The government’s stringent Covid-19 measures implemented during the summer outbreak restricted normal business life so the city’s economy continued to deteriorate.

Researchers said that when the team made its economic forecast early this year, it assumed that Macao would “gradually reopen its border” for arrivals this year, after considering the city’s increasing Covid-19 vaccination rate and other countries and regions’ experiences in gradually reopening their borders. The team assumed that in case Macao was hit by one or more Covid-19 outbreaks this year, the city’s GDP would remain at around the same level as last year in the worst-case scenario.

Due to the highly transmissible Omicron variant, the government has continued to implement strict Covid-19 measures, obviously stricter than the assumptions made by the research team early this year.

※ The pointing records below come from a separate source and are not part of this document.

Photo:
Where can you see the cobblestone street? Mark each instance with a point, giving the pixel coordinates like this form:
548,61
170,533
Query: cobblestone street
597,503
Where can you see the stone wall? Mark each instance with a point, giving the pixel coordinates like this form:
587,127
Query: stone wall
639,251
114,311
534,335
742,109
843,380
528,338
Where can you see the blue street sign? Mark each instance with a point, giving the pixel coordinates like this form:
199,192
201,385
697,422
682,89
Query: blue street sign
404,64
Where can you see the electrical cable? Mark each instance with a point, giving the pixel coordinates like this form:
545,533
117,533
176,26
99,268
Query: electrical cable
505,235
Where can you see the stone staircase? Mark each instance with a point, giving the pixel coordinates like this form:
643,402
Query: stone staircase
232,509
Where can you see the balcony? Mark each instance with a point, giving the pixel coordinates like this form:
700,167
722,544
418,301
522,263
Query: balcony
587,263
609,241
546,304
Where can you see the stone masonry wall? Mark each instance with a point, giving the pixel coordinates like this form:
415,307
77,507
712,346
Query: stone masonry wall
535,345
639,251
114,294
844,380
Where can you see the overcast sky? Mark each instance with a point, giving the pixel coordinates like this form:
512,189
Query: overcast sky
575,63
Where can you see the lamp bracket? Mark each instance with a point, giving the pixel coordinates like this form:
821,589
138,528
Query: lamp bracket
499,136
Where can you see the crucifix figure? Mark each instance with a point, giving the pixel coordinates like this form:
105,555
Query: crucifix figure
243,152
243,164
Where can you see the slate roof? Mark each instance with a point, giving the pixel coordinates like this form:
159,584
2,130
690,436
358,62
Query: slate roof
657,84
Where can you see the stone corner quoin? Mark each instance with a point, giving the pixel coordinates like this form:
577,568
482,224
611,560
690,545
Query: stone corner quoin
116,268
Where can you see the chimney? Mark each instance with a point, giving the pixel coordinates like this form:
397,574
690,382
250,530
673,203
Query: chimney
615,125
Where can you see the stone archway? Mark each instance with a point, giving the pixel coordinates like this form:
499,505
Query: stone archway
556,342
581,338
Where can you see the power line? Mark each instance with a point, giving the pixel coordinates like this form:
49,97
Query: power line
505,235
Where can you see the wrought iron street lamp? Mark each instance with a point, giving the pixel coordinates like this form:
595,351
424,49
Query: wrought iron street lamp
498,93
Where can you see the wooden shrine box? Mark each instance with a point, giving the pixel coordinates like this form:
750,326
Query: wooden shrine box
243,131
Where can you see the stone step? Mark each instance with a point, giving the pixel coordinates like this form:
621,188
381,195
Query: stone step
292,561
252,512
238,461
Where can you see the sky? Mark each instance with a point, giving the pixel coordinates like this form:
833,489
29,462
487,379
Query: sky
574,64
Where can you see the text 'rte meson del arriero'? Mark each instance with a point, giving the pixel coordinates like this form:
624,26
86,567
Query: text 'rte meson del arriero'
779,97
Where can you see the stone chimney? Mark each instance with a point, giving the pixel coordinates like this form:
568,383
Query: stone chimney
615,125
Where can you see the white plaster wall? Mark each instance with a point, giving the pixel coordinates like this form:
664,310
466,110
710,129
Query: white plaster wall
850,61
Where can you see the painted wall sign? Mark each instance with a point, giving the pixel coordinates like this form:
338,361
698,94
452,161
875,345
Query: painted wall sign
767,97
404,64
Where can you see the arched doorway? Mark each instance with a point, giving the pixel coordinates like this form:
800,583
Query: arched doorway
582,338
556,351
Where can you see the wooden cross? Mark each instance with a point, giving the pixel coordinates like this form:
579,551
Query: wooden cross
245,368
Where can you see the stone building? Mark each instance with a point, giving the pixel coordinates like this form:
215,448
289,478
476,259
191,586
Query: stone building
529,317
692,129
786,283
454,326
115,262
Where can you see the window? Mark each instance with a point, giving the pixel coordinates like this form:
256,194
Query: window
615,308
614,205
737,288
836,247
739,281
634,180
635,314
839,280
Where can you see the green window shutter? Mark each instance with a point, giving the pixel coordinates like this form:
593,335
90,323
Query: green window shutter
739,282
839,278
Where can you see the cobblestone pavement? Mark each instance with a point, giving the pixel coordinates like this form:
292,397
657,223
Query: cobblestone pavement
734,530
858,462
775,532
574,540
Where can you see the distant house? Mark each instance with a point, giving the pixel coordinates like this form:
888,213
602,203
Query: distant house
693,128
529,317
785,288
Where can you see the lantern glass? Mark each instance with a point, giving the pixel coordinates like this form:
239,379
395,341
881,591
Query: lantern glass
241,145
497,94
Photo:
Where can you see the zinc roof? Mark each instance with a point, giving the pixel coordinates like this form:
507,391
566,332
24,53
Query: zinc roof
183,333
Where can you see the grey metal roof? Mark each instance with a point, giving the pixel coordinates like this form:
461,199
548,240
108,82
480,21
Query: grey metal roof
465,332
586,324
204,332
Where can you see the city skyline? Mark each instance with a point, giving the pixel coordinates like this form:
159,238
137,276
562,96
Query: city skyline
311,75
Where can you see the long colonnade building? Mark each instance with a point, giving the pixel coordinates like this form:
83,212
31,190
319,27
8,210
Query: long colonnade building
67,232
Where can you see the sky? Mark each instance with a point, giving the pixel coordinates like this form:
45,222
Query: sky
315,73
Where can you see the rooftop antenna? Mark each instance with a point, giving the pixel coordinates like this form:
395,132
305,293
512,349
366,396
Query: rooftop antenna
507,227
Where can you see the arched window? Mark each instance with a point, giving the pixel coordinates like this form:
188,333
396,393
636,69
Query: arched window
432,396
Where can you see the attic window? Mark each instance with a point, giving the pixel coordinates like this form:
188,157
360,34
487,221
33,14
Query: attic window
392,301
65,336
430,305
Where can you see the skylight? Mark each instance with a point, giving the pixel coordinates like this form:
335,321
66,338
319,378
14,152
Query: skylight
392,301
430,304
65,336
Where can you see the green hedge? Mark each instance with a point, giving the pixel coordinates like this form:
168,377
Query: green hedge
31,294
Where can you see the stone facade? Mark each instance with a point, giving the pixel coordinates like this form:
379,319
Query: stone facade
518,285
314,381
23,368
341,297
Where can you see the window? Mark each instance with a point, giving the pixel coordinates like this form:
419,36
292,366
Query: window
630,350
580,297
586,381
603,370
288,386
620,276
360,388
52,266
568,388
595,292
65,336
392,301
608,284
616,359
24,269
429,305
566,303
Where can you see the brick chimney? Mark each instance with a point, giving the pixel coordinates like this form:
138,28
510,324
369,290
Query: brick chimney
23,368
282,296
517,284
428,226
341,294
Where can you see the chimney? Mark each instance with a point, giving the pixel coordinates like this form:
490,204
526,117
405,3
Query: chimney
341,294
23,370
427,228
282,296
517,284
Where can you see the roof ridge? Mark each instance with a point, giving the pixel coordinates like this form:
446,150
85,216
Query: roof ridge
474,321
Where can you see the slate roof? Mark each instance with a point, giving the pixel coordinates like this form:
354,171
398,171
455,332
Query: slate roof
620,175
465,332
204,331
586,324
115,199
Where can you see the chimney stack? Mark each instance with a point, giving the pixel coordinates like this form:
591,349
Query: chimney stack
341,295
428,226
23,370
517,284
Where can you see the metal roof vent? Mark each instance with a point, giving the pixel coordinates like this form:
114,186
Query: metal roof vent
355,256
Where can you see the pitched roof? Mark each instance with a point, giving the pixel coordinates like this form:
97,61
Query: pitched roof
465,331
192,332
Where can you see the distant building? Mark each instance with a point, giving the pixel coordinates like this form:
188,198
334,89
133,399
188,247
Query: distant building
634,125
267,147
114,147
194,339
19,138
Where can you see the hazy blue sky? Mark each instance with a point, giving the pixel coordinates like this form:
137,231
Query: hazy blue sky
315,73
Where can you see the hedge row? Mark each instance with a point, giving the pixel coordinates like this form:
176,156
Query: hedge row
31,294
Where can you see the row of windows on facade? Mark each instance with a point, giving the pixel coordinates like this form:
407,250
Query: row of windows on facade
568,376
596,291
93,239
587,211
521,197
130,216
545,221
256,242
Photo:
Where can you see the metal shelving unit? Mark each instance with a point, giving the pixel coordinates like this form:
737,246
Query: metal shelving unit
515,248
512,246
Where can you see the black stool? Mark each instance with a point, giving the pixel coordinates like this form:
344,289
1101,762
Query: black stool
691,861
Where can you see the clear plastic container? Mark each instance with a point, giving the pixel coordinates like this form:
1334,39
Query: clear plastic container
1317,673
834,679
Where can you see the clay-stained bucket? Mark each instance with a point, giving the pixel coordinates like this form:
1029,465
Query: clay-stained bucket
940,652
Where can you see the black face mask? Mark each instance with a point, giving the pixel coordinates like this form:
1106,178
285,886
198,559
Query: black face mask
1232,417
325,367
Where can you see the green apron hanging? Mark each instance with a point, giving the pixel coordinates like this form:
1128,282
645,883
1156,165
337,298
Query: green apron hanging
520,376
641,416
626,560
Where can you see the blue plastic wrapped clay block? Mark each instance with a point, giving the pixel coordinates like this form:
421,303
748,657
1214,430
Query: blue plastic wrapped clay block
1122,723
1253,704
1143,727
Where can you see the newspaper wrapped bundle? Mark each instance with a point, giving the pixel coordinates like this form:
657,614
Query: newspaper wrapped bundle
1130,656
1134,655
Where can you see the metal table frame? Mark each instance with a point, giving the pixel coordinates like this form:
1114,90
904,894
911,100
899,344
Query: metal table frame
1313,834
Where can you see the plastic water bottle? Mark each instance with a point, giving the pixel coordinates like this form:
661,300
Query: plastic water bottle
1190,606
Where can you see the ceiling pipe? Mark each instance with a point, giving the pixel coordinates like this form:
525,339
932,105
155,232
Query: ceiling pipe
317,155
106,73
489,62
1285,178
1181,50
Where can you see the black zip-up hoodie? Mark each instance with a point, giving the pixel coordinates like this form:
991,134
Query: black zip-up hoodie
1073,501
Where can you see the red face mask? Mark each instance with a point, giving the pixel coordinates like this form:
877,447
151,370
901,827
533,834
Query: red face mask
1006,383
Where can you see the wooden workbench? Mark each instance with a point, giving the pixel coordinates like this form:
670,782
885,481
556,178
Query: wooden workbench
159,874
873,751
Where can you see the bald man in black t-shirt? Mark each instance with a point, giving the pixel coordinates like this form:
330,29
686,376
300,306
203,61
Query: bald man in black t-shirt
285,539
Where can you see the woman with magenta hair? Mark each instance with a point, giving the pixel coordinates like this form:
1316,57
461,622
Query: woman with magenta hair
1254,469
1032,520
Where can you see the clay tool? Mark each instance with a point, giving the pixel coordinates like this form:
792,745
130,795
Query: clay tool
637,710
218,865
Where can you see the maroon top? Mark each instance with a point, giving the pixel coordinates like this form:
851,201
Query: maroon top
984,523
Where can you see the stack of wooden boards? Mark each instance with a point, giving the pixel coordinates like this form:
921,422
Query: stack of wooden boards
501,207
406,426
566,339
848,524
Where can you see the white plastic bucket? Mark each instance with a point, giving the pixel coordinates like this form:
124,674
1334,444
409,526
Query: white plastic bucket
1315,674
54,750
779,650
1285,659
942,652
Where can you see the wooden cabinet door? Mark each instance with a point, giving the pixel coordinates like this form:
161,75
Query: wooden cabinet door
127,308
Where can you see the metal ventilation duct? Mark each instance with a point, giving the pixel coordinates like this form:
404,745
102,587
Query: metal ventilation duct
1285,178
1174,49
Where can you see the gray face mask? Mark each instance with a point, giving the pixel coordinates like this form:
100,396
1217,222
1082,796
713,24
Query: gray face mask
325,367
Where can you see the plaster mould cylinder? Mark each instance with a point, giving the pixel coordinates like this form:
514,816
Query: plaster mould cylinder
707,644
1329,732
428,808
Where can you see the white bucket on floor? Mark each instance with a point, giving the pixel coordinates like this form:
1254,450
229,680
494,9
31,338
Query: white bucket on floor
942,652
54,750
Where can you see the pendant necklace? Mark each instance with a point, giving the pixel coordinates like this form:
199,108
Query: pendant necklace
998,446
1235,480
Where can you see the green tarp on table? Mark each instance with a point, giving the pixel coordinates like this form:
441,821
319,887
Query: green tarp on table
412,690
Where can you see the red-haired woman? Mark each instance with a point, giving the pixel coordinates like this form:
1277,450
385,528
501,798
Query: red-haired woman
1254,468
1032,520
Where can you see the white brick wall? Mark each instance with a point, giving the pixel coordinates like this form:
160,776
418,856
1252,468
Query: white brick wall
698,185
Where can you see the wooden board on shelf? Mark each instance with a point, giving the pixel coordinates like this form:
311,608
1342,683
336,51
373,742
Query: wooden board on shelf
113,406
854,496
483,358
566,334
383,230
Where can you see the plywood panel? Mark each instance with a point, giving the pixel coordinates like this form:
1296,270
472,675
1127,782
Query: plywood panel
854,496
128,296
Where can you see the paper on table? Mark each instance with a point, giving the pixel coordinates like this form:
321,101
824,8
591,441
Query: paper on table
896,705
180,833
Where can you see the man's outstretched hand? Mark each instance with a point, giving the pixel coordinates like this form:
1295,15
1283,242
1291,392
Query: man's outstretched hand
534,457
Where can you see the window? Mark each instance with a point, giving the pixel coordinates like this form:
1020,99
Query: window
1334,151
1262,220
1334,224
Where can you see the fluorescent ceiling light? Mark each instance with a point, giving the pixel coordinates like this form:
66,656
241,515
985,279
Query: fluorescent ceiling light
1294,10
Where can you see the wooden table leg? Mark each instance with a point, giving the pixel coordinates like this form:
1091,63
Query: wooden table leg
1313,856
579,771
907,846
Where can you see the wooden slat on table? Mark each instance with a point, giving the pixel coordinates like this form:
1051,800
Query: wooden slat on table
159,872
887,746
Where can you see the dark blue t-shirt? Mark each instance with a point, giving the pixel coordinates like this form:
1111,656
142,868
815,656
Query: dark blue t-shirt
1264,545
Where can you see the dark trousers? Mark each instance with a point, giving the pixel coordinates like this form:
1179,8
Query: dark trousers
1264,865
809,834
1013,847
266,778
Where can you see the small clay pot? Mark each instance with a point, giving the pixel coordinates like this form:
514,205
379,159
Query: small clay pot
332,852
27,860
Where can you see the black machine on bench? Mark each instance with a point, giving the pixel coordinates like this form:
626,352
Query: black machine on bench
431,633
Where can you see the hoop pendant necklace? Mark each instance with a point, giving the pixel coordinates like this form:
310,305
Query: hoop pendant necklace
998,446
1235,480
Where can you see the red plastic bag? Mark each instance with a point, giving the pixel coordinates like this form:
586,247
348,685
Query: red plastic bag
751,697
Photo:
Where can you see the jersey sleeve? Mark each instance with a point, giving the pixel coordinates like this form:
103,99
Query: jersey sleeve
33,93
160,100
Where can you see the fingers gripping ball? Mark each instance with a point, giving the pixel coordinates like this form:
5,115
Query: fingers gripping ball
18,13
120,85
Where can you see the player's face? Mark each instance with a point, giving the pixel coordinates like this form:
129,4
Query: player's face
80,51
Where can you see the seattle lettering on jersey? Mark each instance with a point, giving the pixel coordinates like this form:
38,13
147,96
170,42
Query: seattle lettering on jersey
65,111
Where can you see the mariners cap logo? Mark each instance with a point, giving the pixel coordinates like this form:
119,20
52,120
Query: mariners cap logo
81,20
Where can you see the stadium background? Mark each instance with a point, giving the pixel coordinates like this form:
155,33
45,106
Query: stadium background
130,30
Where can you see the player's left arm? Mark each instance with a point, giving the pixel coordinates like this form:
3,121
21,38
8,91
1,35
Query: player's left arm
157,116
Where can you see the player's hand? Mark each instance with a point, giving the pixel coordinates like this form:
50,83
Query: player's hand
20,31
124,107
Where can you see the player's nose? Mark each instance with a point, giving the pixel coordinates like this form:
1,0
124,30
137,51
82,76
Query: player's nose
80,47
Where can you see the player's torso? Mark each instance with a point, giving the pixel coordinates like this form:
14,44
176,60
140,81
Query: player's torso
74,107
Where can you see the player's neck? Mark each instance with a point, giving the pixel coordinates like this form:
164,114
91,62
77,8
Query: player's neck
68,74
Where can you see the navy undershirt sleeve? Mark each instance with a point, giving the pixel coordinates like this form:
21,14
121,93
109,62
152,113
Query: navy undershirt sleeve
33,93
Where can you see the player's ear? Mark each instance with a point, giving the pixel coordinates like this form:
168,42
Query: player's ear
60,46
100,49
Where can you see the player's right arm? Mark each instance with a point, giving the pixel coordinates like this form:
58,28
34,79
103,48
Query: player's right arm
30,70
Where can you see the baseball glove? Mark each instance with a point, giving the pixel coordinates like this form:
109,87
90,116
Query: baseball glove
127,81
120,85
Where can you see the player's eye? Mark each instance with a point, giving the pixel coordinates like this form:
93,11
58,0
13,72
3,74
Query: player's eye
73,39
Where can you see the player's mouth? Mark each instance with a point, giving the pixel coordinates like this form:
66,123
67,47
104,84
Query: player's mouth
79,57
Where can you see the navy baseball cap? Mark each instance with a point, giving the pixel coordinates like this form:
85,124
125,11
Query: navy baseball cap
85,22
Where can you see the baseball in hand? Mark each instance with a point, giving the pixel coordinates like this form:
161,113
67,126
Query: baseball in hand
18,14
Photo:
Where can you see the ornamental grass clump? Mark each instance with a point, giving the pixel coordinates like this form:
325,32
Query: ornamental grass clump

The research team noted that Macao is a tourist destination, adding that if the government maintains “excessively stringent travel restrictions”, it would be difficult for tourists to “enjoy the services provided by enterprises and workers” here. As a result, it would be difficult for Macao’s economy to continue to develop normally without sufficient tourism revenues.

The researchers said that the government’s various financial support measures that have been rolled out since the start of the Covid-19 pandemic in early 2020 have only been able to relieve residents’ and businesses’ financial difficulties in the short term and in a limited way, adding that such financial support measures “cannot replace” businesses’ revenues and residents’ incomes generated through normal market operations.

The researchers concluded that due to the current “constraints” that Macao is facing, including how to come up with a suitable set of Covid-19 prevention and control measures, society cannot see clear prospects for continued economic recovery, and “effective” economic recovery may be “a long way off”, The Macau Post Daily reported.